As he was checking out office options in Ipswich, he was struck—and inspired—by the empty retail storefronts downtown. He thought back to Los Angeles, full of creative people collaborating in coffee shops and coworking spaces. Perhaps, Glosserman thought, he could build something similar in his newly adopted hometown. “It occurred to me that we could help create vitality downtown by creating a coworking space,” he says. And so, Gathr Work was born.

Inside, Gathr feels like anything but a conventional office. Large windows and high white walls give the space a bright airiness. The furniture—all custom-made by a carpenter in Gloucester—and trim, and even some doors, were built using reclaimed wood from the farm of Ben Raymond, Glosserman’s partner and bother-in-law. Along one wall, a hydroponic system is ready to grow greens and other edible plants. Kumquat and fig trees that made the journey from California with Glosserman thrive in sunny corners.

The front half of the space is an open-plan office dotted with desks, chairs, and upholstered furniture.

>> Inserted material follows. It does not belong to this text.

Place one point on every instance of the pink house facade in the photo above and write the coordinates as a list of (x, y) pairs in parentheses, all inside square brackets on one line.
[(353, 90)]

Members can simply use whatever seating and surfaces are open. The back is occupied by individual offices that workers can rent on a monthly basis. Conference rooms are available, and a soundproof pod even allows workers to make phone calls in relative privacy.

All of this creates a vibe that is organic and welcoming yet still clean and professional. “It’s not just a cookie-cutter office space,” Glosserman says. “We really wanted to bring some serious design and quality to the place.”

Coworking has been a growing phenomenon for the past decade, as more employers embrace flexible, remote work arrangements and more workers turn to freelance and contract jobs. Today, chains like international giant WeWork and Boston-area Workbar dominate the sector, providing standardized shared office space for remote workers and freelancers.

With Gathr, Glosserman decided to tweak the concept, adapting it to what he saw as an underserved market: smaller communities with high concentrations of professionals—like, for example, Ipswich. In the evolving business landscape, it is increasingly important that companies look beyond sprawling central offices, he says. “Talent is scattered everywhere,” he explains. “If businesses want to stay relevant, they need to be able to look in all the nooks and crannies.”

Monthly memberships and day passes are available. Current members include writers, lawyers, graphic designers, and even an aspiring lawyer studying for the bar exam.

The space offers the best of both worlds. Workers can avoid the frustrations of a daily commute and the distractions of working from home. The presence of other remote workers can provide camaraderie and even creative inspiration.

“It’s a professional, collegial environment where there isn’t laundry piling up,” says Caroline Savarese, a literary agent who uses the space rather than commuting in to her company’s Boston office or working from her kitchen table. “This is the kind of place I can take a client to and be proud of.”
Gathr Work held its grand opening in July. The early reaction has been overwhelmingly positive, Glosserman and Raymond say, and all of the private single offices were reserved by the time the space officially opened. “There’s a real opportunity in towns like Ipswich,” Glosserman says.
Raymond adds,“ And there’s also a need.